Il ne sait pas, qu à ton agonie, lorsque mon coeur explosera
il ne sera plus que proie facile, dérisoire pantin, sinistre dansuer à la lune
Il ne sait pas la fin et l’agonie, la morsure fatale au coeur
Il ne sait pas encore le combat à venir.

Ma tendre et belle, ma douce aventure,
personne jamais n’ôtera ta parure épaisse et bleutée à la lumière de nos étoiles.
Personne crois-moi.
J’avalerai jusqu’au dernier os de ton corps apeuré,
pour ne pas le livrer au pire des destins, a l’infame festin

Mais voila que la neige est désormais étincelante sous le halo
et rouge le berceau où tu te noies, regarde ma déesse,
je suis là, regarde et rêve à hier, aux chemins parfumés,
aux collines, à la plaine au bel été.

Songe amour à tout ce qui fut toi, dans ce royaume-là,
a tout ce qui fut nous et dors, dors ma vie,
sous le poids de mon corps soumis à tes derniers rêves.

Et pars, pars au vent,
vas dire l’amour et la folie d’être sur cette terre.
A nos ancêtres, raconte encore et encore l’amour de la meute
la folie qui empreint mon coeur.

VOIS oui VOIS !
enfin venue la peur du guerrier, il s’enfuit, n’approche pas, n’ose plus !

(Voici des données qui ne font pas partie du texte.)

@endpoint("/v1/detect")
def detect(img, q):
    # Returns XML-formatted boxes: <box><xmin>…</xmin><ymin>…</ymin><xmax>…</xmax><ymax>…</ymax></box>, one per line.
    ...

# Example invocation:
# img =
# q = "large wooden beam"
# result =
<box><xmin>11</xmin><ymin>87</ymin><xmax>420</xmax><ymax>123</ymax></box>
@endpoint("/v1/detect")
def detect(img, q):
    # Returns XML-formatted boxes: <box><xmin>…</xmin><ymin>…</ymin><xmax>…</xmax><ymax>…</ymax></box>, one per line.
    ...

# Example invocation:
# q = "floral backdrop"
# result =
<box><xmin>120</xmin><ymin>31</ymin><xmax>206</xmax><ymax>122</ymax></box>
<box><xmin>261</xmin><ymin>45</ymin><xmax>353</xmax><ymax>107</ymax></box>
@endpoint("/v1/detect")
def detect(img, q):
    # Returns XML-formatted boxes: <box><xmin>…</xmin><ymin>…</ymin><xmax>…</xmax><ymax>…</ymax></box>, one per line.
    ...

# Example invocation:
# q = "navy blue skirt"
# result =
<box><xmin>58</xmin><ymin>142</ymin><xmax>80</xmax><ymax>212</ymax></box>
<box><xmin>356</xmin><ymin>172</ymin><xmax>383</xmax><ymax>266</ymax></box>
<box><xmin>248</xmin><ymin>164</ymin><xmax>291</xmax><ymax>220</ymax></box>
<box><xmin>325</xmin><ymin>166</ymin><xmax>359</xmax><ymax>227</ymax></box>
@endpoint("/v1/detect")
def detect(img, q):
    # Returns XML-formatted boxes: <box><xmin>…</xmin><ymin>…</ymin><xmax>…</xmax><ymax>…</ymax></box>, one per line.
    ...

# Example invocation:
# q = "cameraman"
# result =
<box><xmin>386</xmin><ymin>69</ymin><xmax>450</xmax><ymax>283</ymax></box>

Entends le chant de la meute, les voix qui s’accrochent à ton départ
Vois les ombres à genoux dans la neige.
La nuit bascule sous la complainte,
comme manteau de soie, comme souffle leger
Ô ma belle aventure, l’espoir est vaincu
il a fuit, vers cet ailleurs qui me tue

Le piège a terminé son effroyable ouvrage,
tu n’es que silence et lourdeur posés sur la neige.
Et je ne suis plus que folie et fièvre,
je ne suis plus que rage sans courage.

Mais pars sans avoir peur, ma douceur,
avec toi mon âme… Je meurs
Car mon coeur ne peut battre qu’a ton nom seul.